Moi, j'étais l'éditeur du curé de la paroisse de Gaza, le père Moussallem, parce qu'il y avait une communauté catholique à Gaza – il y avait 7000 chrétiens à Gaza, il n'en reste plus que 1000 – donc il faut faire attention, ce n'est pas une guerre de religions, c'est une guerre de territoires. Et d'ailleurs le curé de Gaza était un des cadres de l'OLP. Donc, ne donnons pas raison au Hamas en disant que c'est une guerre de religion. Effectivement, c'est une guerre. Le Hamas est un parti religieux, qui a pris le pouvoir à Gaza, parce que les autres forces se sont affaiblies ou ont disparu – ou qu'ils les ont assassinées d'ailleurs – mais ce n'est pas une guerre de religions, c'est une guerre de territoires, et c'est important de le remettre dans cette perspective.
Et pour en revenir à la question du rôle des enseignants de la place des enseignants en France aujourd'hui, comment est-ce qu'on peut parler de ces sujets ? Le conflit au Proche-Orient, mais aussi toutes les questions religieuses liées aux différents attentats que la France a connus ces dix dernières années ? Comment expliquer cela à tout le monde et de manière sereine ?

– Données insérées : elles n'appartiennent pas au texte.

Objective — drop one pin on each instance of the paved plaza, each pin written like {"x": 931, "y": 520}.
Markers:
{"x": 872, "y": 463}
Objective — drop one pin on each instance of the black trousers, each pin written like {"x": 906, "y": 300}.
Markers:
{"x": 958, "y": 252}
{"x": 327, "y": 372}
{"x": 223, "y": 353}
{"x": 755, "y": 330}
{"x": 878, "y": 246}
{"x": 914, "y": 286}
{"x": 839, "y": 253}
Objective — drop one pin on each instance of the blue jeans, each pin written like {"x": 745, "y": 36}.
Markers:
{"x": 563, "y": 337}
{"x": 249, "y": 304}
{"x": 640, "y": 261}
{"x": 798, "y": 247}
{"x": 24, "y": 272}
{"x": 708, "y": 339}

C'est très compliqué parce que même dans les classes, il y a des jeunes ou des enfants qui ne sont pas du tout du même avis. Parce que chez eux, quand ils rentrent le soir, il y a des parents qui disent : Ah quand même, enfin les Palestiniens se bougent. Et puis d'autres qui disent non quand même. Parce que regardez, le Conseil français du culte musulman, la Fédération musulmane de France, ont dénoncé l'attentat d'Arras. C'est pour ça que j'insiste sur le fait que ce n'est pas une guerre de religion parce que sinon, on ne s'en sort pas.
Et les enseignants, ils ont un travail extrêmement difficile. Quand vous pensez qu'il y a des gens qui pensent que la terre est plate aujourd'hui, il y a des gens qui n'acceptent pas effectivement le darwinisme. Donc on est dans une époque où il y a des obscurantismes qui remontent dans les sociétés. On ne peut pas revenir aux sociétés anciennes, où effectivement c'étaient les religions qui structuraient l'imaginaire, et donc la bataille, elle sera là, et les enseignants sont devenus des combattants, alors qu'ils n'avaient pas forcément choisi ce métier pour ça.